A query is executed to select all rows from a single partition of the fact table, then column statistics are gathered for the table, and the same query re-executed.
This is repeated for the same table structure and data except that list partitioning is used instead of range partitioning.
Here is the result on 10.2.0.1.0, in which the absence of partition key column statistics leads to an underestimation of the cardinality by a factor of 100 whether the partitioning mechanism of list or range .
So I conclude that using list partitioning has no effect on the need to gather statistics for partition key columns.
To be fair though, this is a rather special case as list partitioning does not have to be confined to a single value per partition, and for multiple values it would obviously be necessary to collect partition-level column statistics. Furthermore list partitioning is currently much more restrictive than range partitioning, which allows multicolumn partition keys and composite partitioning, so if there was an optimisation in place for this scenario then it would be of less importance.
Finally, on this topic, it is trivial to devise a range partitioning scheme in which each partition is logically confined to a single possible value but it seems very doubtful that the optimizer would recognise this as a special case. I didn’t test it.

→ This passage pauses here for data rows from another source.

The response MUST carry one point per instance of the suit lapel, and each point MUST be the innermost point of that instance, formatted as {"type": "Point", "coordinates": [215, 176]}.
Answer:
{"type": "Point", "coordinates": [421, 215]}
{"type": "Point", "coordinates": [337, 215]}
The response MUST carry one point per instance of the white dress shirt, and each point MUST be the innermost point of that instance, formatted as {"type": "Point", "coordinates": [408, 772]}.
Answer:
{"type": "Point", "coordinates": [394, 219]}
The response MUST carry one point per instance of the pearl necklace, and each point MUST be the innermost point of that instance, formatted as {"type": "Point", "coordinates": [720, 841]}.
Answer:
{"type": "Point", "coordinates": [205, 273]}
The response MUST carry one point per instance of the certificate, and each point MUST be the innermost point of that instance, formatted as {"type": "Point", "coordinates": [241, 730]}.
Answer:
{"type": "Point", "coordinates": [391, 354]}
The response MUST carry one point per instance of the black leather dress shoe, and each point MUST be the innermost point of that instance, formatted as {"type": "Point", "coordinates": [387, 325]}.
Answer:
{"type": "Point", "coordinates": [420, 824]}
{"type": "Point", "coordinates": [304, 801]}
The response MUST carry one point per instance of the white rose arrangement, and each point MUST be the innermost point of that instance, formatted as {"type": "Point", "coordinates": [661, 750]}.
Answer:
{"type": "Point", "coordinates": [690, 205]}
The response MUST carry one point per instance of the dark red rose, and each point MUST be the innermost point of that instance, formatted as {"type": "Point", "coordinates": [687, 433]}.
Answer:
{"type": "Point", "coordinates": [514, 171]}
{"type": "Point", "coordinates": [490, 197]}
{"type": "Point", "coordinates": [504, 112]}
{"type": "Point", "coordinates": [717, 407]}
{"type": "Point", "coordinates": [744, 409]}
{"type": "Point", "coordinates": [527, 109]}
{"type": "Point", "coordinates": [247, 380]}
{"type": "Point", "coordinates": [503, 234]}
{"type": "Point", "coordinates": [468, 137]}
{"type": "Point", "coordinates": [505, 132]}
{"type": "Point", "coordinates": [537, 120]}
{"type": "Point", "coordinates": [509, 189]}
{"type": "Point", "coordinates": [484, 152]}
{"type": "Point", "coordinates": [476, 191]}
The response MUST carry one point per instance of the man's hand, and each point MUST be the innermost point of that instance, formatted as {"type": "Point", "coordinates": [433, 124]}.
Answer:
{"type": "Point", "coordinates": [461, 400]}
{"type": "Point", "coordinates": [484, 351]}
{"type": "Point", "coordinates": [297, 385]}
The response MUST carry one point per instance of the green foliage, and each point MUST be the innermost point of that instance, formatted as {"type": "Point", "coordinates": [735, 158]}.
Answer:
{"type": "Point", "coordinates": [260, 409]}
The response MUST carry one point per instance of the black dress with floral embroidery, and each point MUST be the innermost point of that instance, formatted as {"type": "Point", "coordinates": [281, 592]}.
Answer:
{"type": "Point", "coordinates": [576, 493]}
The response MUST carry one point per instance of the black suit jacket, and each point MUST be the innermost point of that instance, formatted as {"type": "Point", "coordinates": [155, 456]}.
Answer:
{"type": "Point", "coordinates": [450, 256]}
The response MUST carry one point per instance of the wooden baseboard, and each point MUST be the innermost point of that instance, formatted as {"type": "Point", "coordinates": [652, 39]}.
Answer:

An Oddly Harmful Constraint
Moving along, I thought it would be interesting to see what effect the application of a check constraint might have on this scenario. You’ll note that the month_of_sale attribute is a date in which the day is set to the first of the month. There are, of course, many other representations that can be used, (“2006-03″, “March 2006″, “Y2006 M03″ etc) which each have their own pros and cons, but what would be the effect of applying a check constraint to this date column to prevent other day numbers from being used? Will Oracle recognise that the presence of the constraint reduces the theoretical range of values that the column can hold, and modify the cardinality in some way?
I modified the test script by adding appropriate check constraints to the dimension and fact table and included an additional SELECT: Predicating on the fact table month_of_sale instead of the dimension table month_of_sale — just a speculative test, and not expecting anything to change.
In some ways this shouldn’t be a surprise. See comments on this previous post for more information on functions affecting estimated cardinality.
However, what I do find to be a little odd and rather disturbing about this effect is that when the optimizer applies the check constraint as one or more additional filter predicates on the query it appears to infer that the query is only going to access a subset of rows in the table — those matching the check constraint. It seems to me that it fails to take into account that the table is constrained to store only such values as meet the check condition, therefore the filter predicate ought at best to be “cardinality neutral” in this case. The optimizer ought to be inferring from this constraint “fewer unique values than you expect”, but in fact it is inferring the opposite.
On the other hand it correctly infers a reduction in the cardinality if the value of the user-supplied predicate on the month_of_sale does not meet the check constraint, as this script and it’s result demonstrate. It might go a little further and infer zero rows instead of one, and maybe avoid all the unpleasantness of actually accessing the database at all. In this case it does perform the query, though — taking the tablespace offline gives a “ORA-00376: file 9 cannot be read at this time”.